There’s a limit to how fast information can move through the universe, just like there’s a limit to how fast everything else can move through the universe. It’s a rule. But a team of quantum physicists, like quantum physicists often do, has figured out how to bend it.
Under normal circumstances, the ultimate limit on information transfer—the bandwidth of the universe—is one bit per fundamental particle, moving no faster than the speed of light. That’s in the “classical universe," the way things behave before quantum physics gets involved.
Here’s where that limit comes from: If you want to get a message made up of the bits “1" or “0" to your friend a light-year away and all you have is a single photon, you can encode that single binary number into the photon and send it whizzing off toward your friend at light speed.

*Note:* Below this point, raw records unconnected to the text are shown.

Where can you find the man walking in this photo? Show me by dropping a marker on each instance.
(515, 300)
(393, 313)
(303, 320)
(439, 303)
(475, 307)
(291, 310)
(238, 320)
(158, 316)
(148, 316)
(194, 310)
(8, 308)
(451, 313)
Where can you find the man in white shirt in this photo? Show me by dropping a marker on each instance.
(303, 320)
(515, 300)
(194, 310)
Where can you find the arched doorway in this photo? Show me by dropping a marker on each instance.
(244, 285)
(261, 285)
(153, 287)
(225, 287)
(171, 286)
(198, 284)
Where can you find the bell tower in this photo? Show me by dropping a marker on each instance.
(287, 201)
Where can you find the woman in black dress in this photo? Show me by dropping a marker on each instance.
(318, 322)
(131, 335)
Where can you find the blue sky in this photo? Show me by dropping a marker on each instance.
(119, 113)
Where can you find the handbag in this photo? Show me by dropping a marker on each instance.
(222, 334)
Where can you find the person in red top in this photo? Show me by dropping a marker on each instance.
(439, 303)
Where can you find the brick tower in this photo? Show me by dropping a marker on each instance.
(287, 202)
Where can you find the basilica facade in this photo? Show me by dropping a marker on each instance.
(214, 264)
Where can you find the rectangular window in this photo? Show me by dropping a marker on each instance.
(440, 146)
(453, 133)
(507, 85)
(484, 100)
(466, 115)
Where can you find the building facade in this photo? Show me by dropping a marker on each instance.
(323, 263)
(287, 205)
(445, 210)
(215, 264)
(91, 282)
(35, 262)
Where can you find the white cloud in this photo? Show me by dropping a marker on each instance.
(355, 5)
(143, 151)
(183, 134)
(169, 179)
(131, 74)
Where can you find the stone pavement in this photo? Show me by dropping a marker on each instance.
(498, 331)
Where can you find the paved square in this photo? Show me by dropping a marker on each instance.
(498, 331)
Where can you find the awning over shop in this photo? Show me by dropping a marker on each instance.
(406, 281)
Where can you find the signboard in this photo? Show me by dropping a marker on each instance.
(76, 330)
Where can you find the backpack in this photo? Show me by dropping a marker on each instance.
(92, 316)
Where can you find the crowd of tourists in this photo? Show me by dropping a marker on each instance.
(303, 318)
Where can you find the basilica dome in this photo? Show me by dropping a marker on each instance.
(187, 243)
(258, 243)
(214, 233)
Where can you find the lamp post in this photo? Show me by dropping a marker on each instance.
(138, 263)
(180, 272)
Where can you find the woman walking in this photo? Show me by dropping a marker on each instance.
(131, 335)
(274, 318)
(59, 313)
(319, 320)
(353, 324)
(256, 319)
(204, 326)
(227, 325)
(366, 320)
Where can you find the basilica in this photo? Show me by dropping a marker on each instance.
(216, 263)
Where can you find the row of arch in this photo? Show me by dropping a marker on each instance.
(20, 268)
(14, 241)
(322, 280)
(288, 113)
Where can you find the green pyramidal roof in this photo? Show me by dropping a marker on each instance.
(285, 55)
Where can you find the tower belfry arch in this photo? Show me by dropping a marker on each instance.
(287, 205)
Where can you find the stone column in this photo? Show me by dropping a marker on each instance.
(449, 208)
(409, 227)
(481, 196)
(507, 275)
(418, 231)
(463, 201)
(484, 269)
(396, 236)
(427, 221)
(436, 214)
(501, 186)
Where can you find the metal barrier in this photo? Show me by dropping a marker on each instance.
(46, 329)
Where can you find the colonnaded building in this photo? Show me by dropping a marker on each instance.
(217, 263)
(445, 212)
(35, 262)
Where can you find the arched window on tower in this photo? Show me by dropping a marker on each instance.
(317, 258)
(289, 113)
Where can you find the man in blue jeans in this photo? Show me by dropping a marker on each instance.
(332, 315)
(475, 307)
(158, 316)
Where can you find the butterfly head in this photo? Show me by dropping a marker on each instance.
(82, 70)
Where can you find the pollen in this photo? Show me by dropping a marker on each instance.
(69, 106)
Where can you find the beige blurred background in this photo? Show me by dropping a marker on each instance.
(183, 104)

That friend will receive the message a year later. If your friend wants to use that photon to get a binary message back to you, you’ll have to wait another year. If you want to send more information in that time, you’re going to need more photons.
But in a new paper published Feb.8 in the journal Physical Review Letters, a pair of a quantum physicists showed that it’s theoretically possible to double that bandwidth.
The technique described in the paper, titled “Two-Way Communication with a Single Quantum Particle,” doesn’t allow you to send your friend two bits with one particle. But it does allow you and your friend to each send one another one bit of information using the same particle at the same time.
If two people want to pull that trick off, the researchers wrote, they have to put the particle in a “superposition of different spatial locations.”